Let’s derivative of $M$. Suppose the class labels of green dots are $y_i = 1$, while red dots are $y_i = -1$, and $x_1 \in y_{+1}, x_2 \in y_{-1} $ are the nearest obersvations to the hyperplane. $\beta$ is the *normal vector* (not necessarily unit vector) to the hyperplane.
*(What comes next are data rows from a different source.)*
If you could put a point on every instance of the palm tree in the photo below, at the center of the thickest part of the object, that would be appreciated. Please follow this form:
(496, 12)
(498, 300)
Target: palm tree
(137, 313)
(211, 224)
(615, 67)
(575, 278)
Then the distance, $M$, from $x_1$ to hyperplane is

\begin{align} M& =\cfrac{\beta^T}{||\beta||}(x_1-x_0)\\ \label{7} & =\cfrac{1}{||\beta||}(\beta^Tx_1-\beta^Tx_0)\\ \label{8} & =\cfrac{1}{||\beta||}(\beta^Tx_1+\beta_0) \end{align}

From \eqref{7} to \eqref{8}, because $x_0$ lies on the hyperplane, it satisifies the equations \eqref{1} and \eqref{2}. We substitudes $\beta^Tx_0$ with $-\beta_0$. On the other hand, the distance from $x_2$ to the hypeplane is

\begin{align} M& =\cfrac{\beta^T}{||\beta||}(x_0-x_2)\\ & =\cfrac{1}{||\beta||}(\beta^Tx_0-\beta^Tx_2)\\ & =\cfrac{1}{||\beta||}(-\beta_0-\beta^Tx_2)\\ & =-\cfrac{1}{||\beta||}(\beta^Tx_2+\beta_0) \end{align}

Based on our assumption, $x_1 \in y_{+1}, x_2 \in y_{-1}$, $M$ can be reformulated for any support vector $x$ as

\begin{equation} M =\cfrac{y(\beta^Tx+\beta_0)}{||\beta||} \label{hypeplane} \end{equation}

So the margin is just $2M$. However, in computer science community, people always use $w$ and $b$ to representative $\beta$ and $\beta_0$, so the defination of hyperplane is

\begin{equation} w^Tx+b = 0 \label{cs:hp} \end{equation}

Furthermore, the defination of margin is changed to

\begin{equation} M=\cfrac{y(w^Tx+b)}{||w||} \end{equation}

The reason why in the figure $ M=\cfrac{1}{||\beta||} $ is that people assumes the equations of those two dashed lines have the property $ y(w^Tx+b)=1 $, which will be explaned in detail in further blogs.